Conflito Político em Pernambuco
A recente acusação de espionagem envolvendo a Polícia Civil de Pernambuco e um secretário da Prefeitura do Recife intensificou a disputa entre o prefeito João Campos (PSB) e a governadora Raquel Lyra (PSD). O embate promete esquentar ainda mais com a aproximação das eleições deste ano.
De acordo com uma reportagem da TV Record, veiculada no último domingo (25), o secretário municipal de Articulação Política e Social, Gustavo Queiroz Monteiro, foi alvo de monitoramento por policiais civis entre agosto e outubro de 2025. Durante esse período, os agentes seguiram o carro utilizado por Monteiro e por seu irmão, Eduardo, e trocaram mensagens em um grupo sobre as atividades do secretário. Para complicar a situação, um rastreador foi instalado no veículo em setembro, tudo isso sem uma ordem judicial adequada.

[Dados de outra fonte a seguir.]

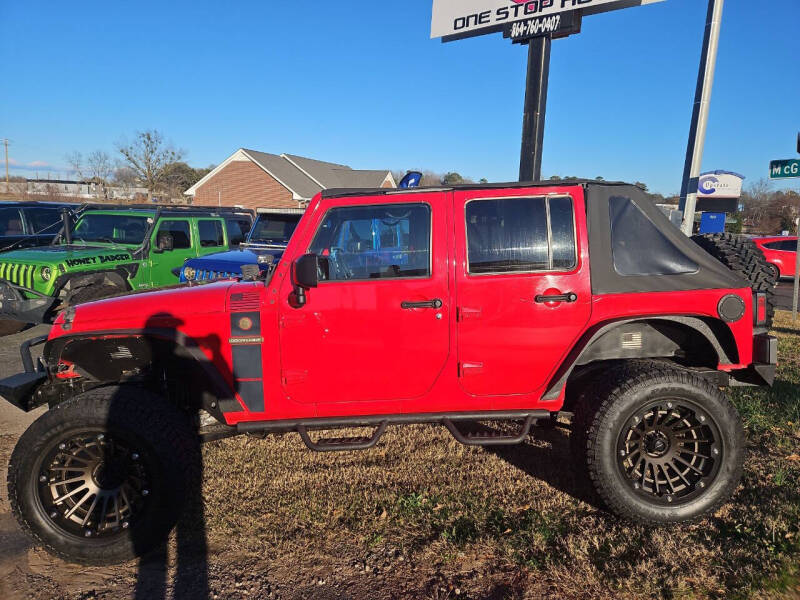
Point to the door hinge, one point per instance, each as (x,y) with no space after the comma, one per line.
(469,368)
(292,376)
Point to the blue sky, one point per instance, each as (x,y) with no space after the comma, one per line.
(361,83)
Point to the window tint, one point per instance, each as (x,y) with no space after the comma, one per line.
(179,231)
(10,222)
(376,242)
(509,235)
(44,220)
(274,228)
(97,227)
(562,230)
(638,247)
(237,230)
(210,233)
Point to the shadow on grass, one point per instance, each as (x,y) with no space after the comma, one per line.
(555,463)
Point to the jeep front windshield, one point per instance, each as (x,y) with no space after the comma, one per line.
(115,229)
(273,229)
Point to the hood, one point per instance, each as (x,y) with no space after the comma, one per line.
(231,261)
(166,308)
(51,255)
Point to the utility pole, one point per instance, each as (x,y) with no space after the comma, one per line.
(530,161)
(702,100)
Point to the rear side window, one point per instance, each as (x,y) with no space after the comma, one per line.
(179,230)
(44,220)
(210,233)
(375,242)
(10,222)
(237,230)
(638,247)
(520,235)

Na coletiva de imprensa realizada na segunda-feira (26), o secretário de Defesa Social de Pernambuco, Alessandro Carvalho, confirmou a realização do monitoramento, que teve início após uma denúncia anônima. Segundo Carvalho, a queixa indicava que poderiam estar ocorrendo entregas de valores a título de propina em contratos firmados pela Prefeitura do Recife com diversos fornecedores.

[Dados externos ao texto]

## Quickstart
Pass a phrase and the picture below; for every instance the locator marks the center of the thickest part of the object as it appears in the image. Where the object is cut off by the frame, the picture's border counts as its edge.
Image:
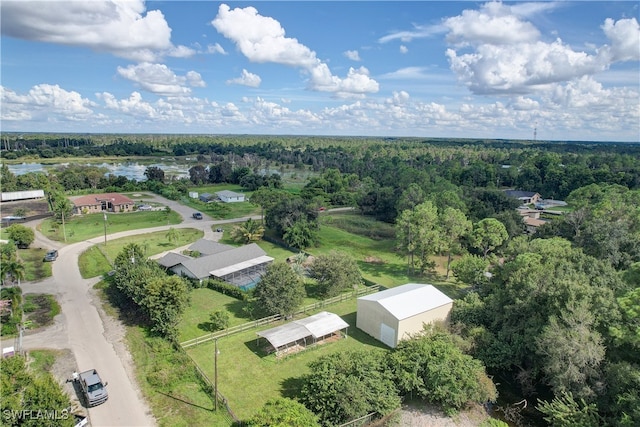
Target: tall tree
(249, 231)
(165, 300)
(347, 385)
(488, 234)
(335, 272)
(22, 235)
(453, 225)
(283, 412)
(430, 366)
(418, 234)
(280, 291)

Embora a denúncia tenha sido a justificativa para as ações da polícia, o secretário ressaltou que, após uma checagem preliminar, não foram encontradas evidências que confirmassem a entrega de dinheiro ou pacotes, levando ao arquivamento do caso. Ele ainda afirmou que a instalação do rastreador não exigia uma ordem judicial.
Nas redes sociais, o prefeito João Campos não hesitou em classificar o episódio como uma clara perseguição a sua administração. Em sua declaração, disse: “Quero afirmar que tudo isso não ficará impune. Não vale tudo para disputar uma eleição. Não vale tudo dentro de uma instituição tão séria como a Polícia Civil, que possui mais de 200 anos”. O prefeito também prometeu tomar todas as medidas judiciais cabíveis para defender sua honra.
Além disso, Campos expressou sua frustração com o que considera uma “grande rede de ódio” que o tem perseguido politicamente desde 2024. Ele citou que um inquérito arquivado sobre creches foi reaberto durante o período eleitoral e, após sua reeleição, voltou a ser arquivado.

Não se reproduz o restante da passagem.